Lacking Supply, Gas Supplier Shifts Focus To Pennsylvania
Editor’s Note: This “Spotlight Report” is reprinted from this week’s Freeman’s Journal & Hometown Oneonta. Pick up allotsego.com’s sister newspapers weekly for news, features and commentary about the Otsego County regional issues.
By JIM KEVLIN • Special to allotsego.com
The future of Amphenol Aerospace’s 1,000-job Sidney plant if the state rejects the Constitution Pipeline is “a relatively minor blip from the perspective of the people who have opposed the pipeline,” says Bob Nied, Richmondville, formerly on the Stop the Pipeline steering committee.
If approved, Stop the Pipeline adherents believe, the pipeline would damage tourism, preventing job growth in that sector, and depress property values, counter-balancing Amphenol’s economic benefits, Nied said.
But Glenn Nealis, director of the Delaware County Economic Development Department, takes another view.
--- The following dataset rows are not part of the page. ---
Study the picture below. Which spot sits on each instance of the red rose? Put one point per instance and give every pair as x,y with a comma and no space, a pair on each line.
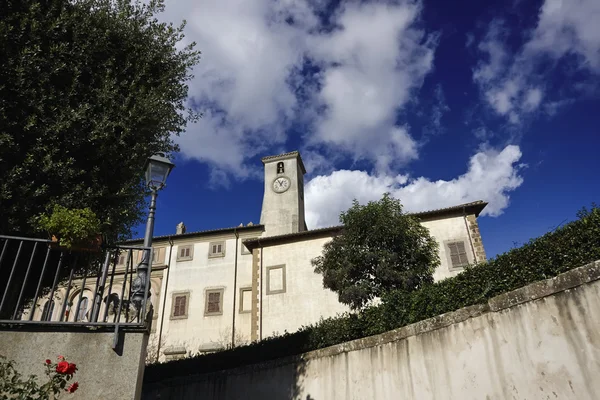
62,367
72,368
73,387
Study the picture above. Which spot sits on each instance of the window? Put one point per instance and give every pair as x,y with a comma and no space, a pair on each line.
245,249
214,302
158,255
80,315
47,311
185,253
458,254
216,249
245,300
276,279
179,305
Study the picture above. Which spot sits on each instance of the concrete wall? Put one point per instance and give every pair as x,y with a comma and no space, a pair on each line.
303,302
102,374
194,277
538,342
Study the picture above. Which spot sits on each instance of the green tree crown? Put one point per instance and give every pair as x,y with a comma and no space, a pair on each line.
88,90
381,248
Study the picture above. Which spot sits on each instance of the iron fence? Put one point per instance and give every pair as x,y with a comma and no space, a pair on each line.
42,284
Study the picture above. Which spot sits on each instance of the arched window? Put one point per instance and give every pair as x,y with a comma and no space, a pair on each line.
48,310
81,310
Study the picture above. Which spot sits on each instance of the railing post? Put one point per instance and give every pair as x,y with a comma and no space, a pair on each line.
100,290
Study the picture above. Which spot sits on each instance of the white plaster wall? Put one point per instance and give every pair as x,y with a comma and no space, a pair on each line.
547,348
446,229
305,300
196,276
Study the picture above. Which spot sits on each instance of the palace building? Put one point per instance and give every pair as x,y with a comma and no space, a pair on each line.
226,287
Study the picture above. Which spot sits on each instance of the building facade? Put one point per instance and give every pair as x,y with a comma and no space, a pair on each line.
226,287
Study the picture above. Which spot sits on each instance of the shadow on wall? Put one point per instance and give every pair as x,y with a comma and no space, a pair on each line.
255,382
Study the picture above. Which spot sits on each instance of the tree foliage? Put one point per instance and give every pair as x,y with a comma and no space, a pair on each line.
88,90
570,246
380,249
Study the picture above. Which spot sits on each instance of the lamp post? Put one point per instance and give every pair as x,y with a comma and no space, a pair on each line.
157,170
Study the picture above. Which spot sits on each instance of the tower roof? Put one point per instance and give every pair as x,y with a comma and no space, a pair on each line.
285,156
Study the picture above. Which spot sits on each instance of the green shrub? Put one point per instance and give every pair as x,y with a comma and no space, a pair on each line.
568,247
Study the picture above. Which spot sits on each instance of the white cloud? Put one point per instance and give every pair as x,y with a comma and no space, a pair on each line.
512,86
491,176
371,65
248,81
248,51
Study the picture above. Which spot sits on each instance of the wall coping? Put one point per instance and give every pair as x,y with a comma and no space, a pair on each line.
535,291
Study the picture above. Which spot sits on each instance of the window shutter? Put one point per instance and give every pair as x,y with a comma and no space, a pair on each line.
214,302
458,254
179,308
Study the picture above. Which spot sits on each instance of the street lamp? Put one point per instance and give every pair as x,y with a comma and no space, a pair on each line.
157,169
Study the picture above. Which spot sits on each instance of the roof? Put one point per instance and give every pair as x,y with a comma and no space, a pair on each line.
468,208
285,156
203,233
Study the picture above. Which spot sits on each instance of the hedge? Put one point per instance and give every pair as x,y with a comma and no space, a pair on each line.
570,246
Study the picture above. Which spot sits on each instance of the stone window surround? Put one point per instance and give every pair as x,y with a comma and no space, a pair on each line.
268,270
245,250
207,292
468,251
242,290
184,246
187,304
216,255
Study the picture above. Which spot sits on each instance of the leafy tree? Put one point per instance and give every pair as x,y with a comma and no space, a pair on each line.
380,249
88,90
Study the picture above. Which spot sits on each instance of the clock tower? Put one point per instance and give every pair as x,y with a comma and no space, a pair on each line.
283,201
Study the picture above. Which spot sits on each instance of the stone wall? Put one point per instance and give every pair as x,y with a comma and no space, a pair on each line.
538,342
103,373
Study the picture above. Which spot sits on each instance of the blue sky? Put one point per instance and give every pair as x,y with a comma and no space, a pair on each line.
437,102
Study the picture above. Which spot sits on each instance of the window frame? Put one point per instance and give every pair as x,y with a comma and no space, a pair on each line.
49,311
241,307
448,249
174,296
284,286
190,257
160,251
216,243
245,250
207,293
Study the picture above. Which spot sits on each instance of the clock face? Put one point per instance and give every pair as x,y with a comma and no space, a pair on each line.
281,184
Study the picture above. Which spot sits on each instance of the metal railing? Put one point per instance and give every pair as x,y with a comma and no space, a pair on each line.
42,284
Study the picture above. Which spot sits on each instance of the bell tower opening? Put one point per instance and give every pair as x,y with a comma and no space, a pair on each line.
283,199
He pointed out that, with its $30 million annual payroll, there is no larger employer than Amphenol in his county or Otsego, and that it is on a par with Raymond Corp., the fork-lift manufacturer in Greene, Chenango County.
Natural gas for Amphenol is “very important,” said Nealis. “They were very clear during the negotiations to keep them here that that was a key consideration, one they estimated would save them $1 million a year.”